The British journalist whose 1999 book led to the establishment of the Smithwick Tribunal said that he feels “absolutely” vindicated by the tribunal’s findings that someone in Dundalk Garda station colluded with the IRA in the killing of two RUC officers in 1989.
Toby Harnden, now Washington bureau chief for The Sunday Times, said there was “a 10-year conspiracy of silence” as rumours of Garda collusion had been quashed “so emphatically” in the immediate aftermath of the killings of RUC Chief Supt Harry Breen and Supt Bob Buchanan.
Harnden claimed in the book, Bandit Country: The IRA and South Armagh, that a leak from the Garda station in Dundalk led to the killings of the two RUC officers in an IRA ambush near Jonesborough, south Armagh as they returned from a meeting at the station.
He wrote the book while working as Ireland Correspondent for The Daily Telegraph between 1996 and 1999, at which stage he was posted to the United States.
Speaking in Washington, Harnden said suspicions of collusion had been “completely dormant” until he “laid it all out there” using Garda and RUC sources and British army and RUC documents.
An eight-year inquiry, which cost €15 million and heard evidence from almost 200 witnesses, confirmed “some pretty compelling allegations of collusion” set out from his own journalistic resources, he said.
“There are many books that might not stand up to that kind of scrutiny, and Bandit Country did,” he said.
“The Smithwick Tribunal and its conclusions wouldn’t have happened if it hadn’t been for Bandit Country. It is the only time in my career that my work has had that national and international impact.”
Smithwick said in the report that he was “extremely disappointed” that Harnden chose not to testify publicly. The journalist defended his decision. He said he met Smithwick privately in London and Washington.
“I was confident that me appearing would not have added anything substantive to the tribunal,” he said.
“There was some quite serious issues of protecting confidential sources and I just ultimately felt that the book should speak for itself.”
Harnden said he was “surprised by the level of surprise and outrage” that members of the Garda Síochána might have colluded with the IRA, given how the paramilitary group drew its support.
“I find it completely unsurprising that individuals in an Irish police force during the Troubles would have had republican sympathies towards the IRA and would have helped them out. I would have been surprised if that wasn’t the case,” he said.
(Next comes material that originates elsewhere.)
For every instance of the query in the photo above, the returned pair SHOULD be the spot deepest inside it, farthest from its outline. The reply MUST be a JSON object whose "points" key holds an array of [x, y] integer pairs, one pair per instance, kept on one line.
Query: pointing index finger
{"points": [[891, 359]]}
Harnden admitted to being “obsessed” with the killings of Breen and Buchanan while he carried out research for the book, in which he looked back at 25 years of murders in the south Armagh and north Louth areas.
The timing of the RUC men’s meetings in Dundalk and the killings, and his understanding of how the IRA operated, led him to suspect that an IRA mole in the Garda, rather than an elaborate surveillance operation, was behind the killings. Interviews with other sources confirmed his suspicions, he said.
Harnden has visited Northern Ireland since he stopped working there in 1999 but he has not returned to south Armagh. He has said to himself that he would never go back, partly for security reasons. “It probably wouldn’t be a good place for me to hang out.”